BY THE WAY: Shoot for the Miss Uganda crown

What you need to know:

You probably have to reply, “Sir, yes, sir” to everything said then salute, do a 180 degree turn and walk out, stiff-backed, using the same door you walked in. You are probably not served tea in these talks

Last week, word reached us that the army was in talks with the Miss Uganda Foundation to take over the Miss Uganda beauty pageant. I’d hate to be in the Miss Uganda Foundation’s high heels; I imagine talks with the army to be largely one-sided communications on what’s going to happen next.

You probably have to reply, “Sir, yes, sir” to everything said then salute, do a 180 degree turn and walk out, stiff-backed, using the same door you walked in. You are probably not served tea in these talks.

The army would like to make sure, they announced, that the winners are judged partly based on their skills in agriculture. If the army does take over, the beauty queen shouldn’t only know how to apply foundation and be at the forefront of different noble causes, she should also know how to put her weight behind a hoe and till a few acres without breaking a sweat.

If you know someone who hopes to be crowned Miss Uganda, dear reader, for the judges of the pageant to dig her, she should know how to dig too.
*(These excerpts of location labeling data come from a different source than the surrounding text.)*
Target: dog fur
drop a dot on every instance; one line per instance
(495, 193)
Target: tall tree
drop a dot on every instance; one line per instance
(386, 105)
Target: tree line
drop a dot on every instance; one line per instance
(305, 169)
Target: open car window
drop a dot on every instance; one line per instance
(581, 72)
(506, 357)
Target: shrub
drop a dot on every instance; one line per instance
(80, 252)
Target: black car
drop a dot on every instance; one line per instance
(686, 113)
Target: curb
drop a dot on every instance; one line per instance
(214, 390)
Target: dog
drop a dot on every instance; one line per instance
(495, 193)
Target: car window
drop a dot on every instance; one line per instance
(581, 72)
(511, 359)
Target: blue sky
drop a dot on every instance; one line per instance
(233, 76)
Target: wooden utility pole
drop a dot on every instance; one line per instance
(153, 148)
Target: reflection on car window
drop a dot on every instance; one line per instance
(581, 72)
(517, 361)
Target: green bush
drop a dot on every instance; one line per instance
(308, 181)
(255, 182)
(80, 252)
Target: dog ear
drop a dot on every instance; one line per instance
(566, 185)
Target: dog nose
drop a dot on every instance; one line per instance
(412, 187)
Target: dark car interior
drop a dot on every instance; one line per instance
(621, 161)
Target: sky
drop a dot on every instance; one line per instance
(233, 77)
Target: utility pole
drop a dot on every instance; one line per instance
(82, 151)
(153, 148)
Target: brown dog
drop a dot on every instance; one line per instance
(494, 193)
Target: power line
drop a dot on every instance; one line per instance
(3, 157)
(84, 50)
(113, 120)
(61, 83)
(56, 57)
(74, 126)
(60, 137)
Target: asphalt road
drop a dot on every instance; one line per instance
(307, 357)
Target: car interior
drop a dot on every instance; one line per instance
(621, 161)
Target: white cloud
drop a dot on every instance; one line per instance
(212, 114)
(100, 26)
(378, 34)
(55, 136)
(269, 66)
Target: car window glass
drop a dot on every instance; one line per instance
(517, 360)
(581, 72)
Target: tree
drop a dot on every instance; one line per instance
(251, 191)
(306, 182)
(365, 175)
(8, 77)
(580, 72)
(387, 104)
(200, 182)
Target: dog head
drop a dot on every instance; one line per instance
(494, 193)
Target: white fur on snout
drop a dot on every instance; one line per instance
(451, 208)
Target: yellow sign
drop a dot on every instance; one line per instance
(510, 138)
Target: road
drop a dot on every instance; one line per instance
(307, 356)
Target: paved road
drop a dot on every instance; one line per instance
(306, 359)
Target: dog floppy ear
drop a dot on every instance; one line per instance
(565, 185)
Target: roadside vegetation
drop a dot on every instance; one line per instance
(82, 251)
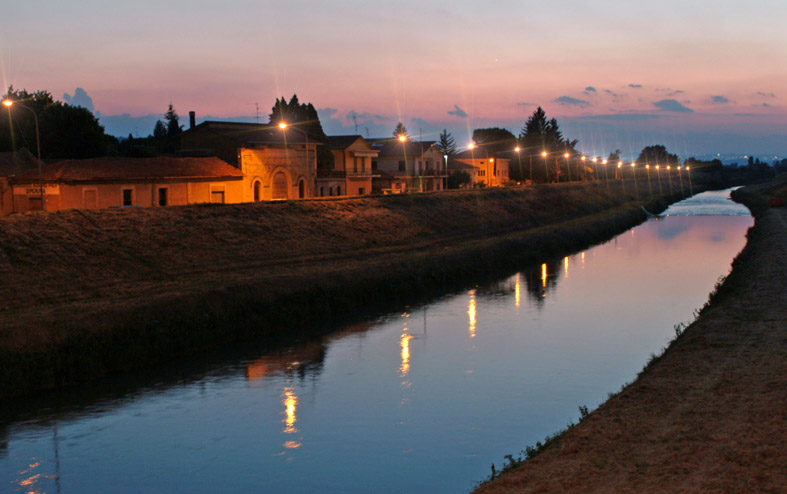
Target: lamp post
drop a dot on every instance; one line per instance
(546, 167)
(8, 104)
(284, 126)
(519, 157)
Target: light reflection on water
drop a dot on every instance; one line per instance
(421, 401)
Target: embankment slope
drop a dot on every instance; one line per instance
(710, 415)
(84, 293)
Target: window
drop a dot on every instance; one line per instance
(90, 197)
(257, 186)
(217, 196)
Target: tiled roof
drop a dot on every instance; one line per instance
(393, 147)
(249, 133)
(161, 167)
(342, 142)
(17, 162)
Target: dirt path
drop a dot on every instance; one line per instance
(709, 416)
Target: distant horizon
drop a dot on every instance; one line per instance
(700, 78)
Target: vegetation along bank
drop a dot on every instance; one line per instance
(89, 292)
(707, 415)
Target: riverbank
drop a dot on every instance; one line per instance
(710, 414)
(86, 293)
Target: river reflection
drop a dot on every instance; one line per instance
(423, 400)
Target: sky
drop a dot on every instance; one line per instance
(701, 77)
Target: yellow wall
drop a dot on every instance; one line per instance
(143, 194)
(261, 165)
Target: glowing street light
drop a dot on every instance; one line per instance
(284, 126)
(546, 166)
(8, 103)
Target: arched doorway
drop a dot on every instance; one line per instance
(279, 186)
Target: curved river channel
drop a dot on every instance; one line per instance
(422, 400)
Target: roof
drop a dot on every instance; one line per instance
(17, 162)
(394, 148)
(160, 167)
(459, 165)
(342, 142)
(249, 133)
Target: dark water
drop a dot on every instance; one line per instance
(423, 400)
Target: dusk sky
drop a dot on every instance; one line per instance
(700, 77)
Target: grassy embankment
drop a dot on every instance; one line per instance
(85, 293)
(709, 414)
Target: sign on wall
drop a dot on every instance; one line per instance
(35, 190)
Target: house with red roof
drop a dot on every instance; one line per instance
(116, 182)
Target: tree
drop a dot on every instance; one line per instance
(159, 130)
(446, 144)
(540, 134)
(65, 131)
(305, 117)
(173, 125)
(657, 155)
(400, 130)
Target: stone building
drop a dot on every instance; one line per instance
(115, 182)
(275, 163)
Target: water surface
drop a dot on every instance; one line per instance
(423, 400)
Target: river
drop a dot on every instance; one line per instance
(421, 400)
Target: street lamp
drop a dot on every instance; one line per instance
(8, 104)
(546, 166)
(284, 126)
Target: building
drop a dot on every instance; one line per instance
(114, 182)
(352, 167)
(485, 169)
(275, 163)
(11, 165)
(408, 166)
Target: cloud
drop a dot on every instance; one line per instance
(365, 115)
(569, 101)
(672, 106)
(458, 112)
(621, 116)
(80, 98)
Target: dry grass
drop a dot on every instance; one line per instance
(711, 414)
(106, 289)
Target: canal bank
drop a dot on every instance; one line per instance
(708, 415)
(87, 293)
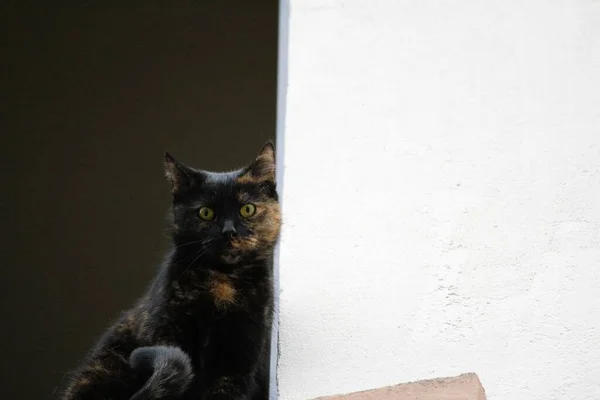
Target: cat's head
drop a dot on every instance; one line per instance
(225, 217)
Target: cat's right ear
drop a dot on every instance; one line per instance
(178, 175)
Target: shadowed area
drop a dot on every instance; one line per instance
(95, 96)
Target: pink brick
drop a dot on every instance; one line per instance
(463, 387)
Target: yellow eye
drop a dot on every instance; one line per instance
(248, 210)
(206, 213)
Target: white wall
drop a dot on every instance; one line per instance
(442, 196)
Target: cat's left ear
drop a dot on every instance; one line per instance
(263, 167)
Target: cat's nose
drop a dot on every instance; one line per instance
(229, 228)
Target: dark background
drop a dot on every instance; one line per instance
(91, 98)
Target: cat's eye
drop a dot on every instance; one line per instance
(206, 213)
(247, 210)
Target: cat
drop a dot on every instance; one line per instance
(202, 330)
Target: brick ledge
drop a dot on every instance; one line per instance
(462, 387)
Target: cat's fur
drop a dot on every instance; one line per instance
(202, 329)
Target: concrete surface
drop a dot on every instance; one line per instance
(463, 387)
(441, 197)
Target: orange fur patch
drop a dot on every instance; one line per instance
(223, 290)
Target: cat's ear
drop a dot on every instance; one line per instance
(263, 167)
(178, 175)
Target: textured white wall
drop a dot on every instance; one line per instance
(442, 196)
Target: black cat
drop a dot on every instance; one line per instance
(202, 330)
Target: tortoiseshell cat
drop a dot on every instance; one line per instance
(202, 329)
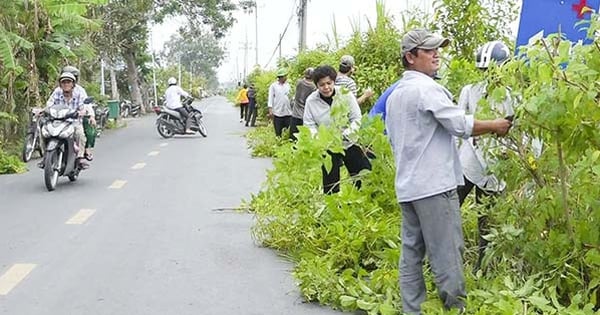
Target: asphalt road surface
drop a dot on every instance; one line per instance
(140, 233)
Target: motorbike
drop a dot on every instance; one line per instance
(33, 138)
(169, 122)
(61, 150)
(129, 109)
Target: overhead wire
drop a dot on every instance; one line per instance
(283, 34)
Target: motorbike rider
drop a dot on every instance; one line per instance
(68, 95)
(90, 120)
(173, 101)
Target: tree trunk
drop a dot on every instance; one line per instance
(114, 90)
(132, 77)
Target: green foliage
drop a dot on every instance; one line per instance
(544, 252)
(470, 23)
(263, 142)
(11, 164)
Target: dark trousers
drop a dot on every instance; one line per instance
(355, 161)
(251, 113)
(294, 123)
(185, 117)
(280, 122)
(481, 196)
(243, 110)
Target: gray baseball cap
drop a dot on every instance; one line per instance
(347, 61)
(424, 39)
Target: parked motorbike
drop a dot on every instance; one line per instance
(129, 109)
(169, 122)
(33, 138)
(61, 151)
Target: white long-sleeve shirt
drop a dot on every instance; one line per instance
(279, 99)
(317, 112)
(473, 159)
(173, 96)
(422, 122)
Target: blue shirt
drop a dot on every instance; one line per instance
(421, 123)
(379, 107)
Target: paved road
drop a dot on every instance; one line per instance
(151, 244)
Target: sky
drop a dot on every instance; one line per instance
(273, 15)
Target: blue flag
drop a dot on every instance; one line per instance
(540, 18)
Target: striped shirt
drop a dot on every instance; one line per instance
(76, 102)
(345, 81)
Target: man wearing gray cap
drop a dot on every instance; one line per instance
(422, 122)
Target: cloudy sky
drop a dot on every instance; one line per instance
(273, 15)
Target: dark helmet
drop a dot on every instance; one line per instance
(495, 51)
(72, 70)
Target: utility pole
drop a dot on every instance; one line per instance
(280, 39)
(246, 55)
(302, 10)
(102, 89)
(256, 31)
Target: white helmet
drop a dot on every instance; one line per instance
(495, 51)
(66, 76)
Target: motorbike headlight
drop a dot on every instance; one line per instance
(45, 132)
(67, 132)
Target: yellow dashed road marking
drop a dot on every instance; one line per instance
(138, 166)
(118, 184)
(81, 216)
(14, 276)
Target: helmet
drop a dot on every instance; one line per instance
(282, 72)
(72, 70)
(492, 51)
(66, 76)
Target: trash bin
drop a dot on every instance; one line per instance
(113, 108)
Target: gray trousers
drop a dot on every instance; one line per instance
(432, 225)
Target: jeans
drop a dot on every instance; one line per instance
(243, 111)
(482, 220)
(185, 116)
(294, 123)
(79, 137)
(355, 161)
(432, 225)
(280, 122)
(251, 114)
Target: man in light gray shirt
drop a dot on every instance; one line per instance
(279, 102)
(304, 88)
(422, 122)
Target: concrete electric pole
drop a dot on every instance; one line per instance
(302, 10)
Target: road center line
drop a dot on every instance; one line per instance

Good thing is she now has a heads-up; a few days of focused work can get her ready.

She might need to do her practice in a less bourgeois neighborhood than her current abode in Ntinda; cement generally fights back when a hoe is swung at it. She could try looking for brown patches further out of town.

That’s step one. To get her ready for glory, there are a few other things she needs to check and see whether she’s ready to get the crown.

Can she dismantle and reassemble a gun faster than all the other contestants? To get ahead of all those other young ladies vying for the crown, watching a few Chuck Norris movies would put her miles ahead.

Does she know how to goose march?
Can she tell the difference between Agrocytrin, Agrothoate and Kocide just by sniffing? Let her start doing her homework
Is she able to, just by feeling, tell the difference between peas and green grams?

At the time of writing this, we aren’t sure whether on winning the pageant, she will be crowned or handed a gun and an assignment.

We also aren’t sure whether, in addition to the swimsuit edition, there’ll be an army fatigues edition to see who dons combat gear, complete with a few magazines strapped over their shoulder, best.